Она не слышала, как утих гомон за стеной. Проснулась от какого-то стука. По комнате блуждал луч месяца, в уголке оконного стекла, прямо над ее головой, дрожала большая и прозрачная, как детская слеза, звезда.
За окном в лучах месяца чернела длинноухая шапка Махтея. Открыла окно.
— Лида. Там, за яром, Василь... — Дед неловко переступил с ноги на ногу, глядя поверх ее головы. — Морозец к утру набирается. Как бы не замерз. В луже ведь..
— А те... Михайло, Кулик?
— Известно, кумпания. Напились на чужое и разбежались по домам. Хотели мы с Никифором, да собака не подпускает. Оно, может, и ничего... Я это так, сказать только. — Махтей еще минуту потоптался и скрипнул воротами.
Тишина. Настороженно затрещал сверчок и смолк. А потом снова осторожно острое — чирк! Как будто в сердце иголка.
Закрыла окно и, забыв включить свет, поспешно принялась искать туфли. Они были мокрые, но она не заметила этого.

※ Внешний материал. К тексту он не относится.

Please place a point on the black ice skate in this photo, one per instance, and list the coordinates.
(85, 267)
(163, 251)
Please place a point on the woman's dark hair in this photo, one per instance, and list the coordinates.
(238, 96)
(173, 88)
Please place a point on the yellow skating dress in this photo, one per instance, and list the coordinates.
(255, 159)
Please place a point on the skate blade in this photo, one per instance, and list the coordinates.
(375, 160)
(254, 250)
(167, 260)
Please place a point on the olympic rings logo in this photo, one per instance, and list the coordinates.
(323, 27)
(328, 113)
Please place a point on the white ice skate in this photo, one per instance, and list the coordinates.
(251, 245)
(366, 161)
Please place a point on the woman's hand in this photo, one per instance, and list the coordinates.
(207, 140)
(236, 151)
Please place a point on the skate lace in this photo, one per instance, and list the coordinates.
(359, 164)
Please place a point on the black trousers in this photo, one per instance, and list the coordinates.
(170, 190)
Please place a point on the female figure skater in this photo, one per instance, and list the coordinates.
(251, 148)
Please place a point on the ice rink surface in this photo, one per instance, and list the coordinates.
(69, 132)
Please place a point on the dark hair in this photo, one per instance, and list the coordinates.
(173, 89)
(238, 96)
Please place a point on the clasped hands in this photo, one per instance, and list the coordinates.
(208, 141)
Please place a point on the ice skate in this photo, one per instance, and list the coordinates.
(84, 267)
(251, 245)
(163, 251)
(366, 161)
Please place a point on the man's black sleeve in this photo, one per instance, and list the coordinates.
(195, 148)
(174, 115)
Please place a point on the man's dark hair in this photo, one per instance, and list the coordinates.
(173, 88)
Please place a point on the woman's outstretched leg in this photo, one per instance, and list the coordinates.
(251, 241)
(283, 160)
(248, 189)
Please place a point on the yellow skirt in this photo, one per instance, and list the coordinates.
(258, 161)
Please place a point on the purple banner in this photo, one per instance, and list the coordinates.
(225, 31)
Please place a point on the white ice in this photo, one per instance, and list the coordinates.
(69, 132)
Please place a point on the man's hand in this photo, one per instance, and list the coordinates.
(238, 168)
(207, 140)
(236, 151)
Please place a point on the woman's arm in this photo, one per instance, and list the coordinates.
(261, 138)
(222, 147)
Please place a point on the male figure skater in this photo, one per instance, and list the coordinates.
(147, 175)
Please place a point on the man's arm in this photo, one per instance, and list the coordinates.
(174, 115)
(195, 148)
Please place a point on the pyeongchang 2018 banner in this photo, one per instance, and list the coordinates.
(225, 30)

...Сегодня она впервые проспала стадо. Наверное, потому, что сон не приходил всю ночь и задремала только на рассвете. Теперь пришлось самой гнать корову на пастбище.
Возвращалась к хате, а ноги невольно замедляли шаги. Лучше бы ей сейчас, пока еще не проснулся Василь, собраться и уйти на работу. Она вчера не нашла у него ключ, и пришлось положить его у себя на кушетке.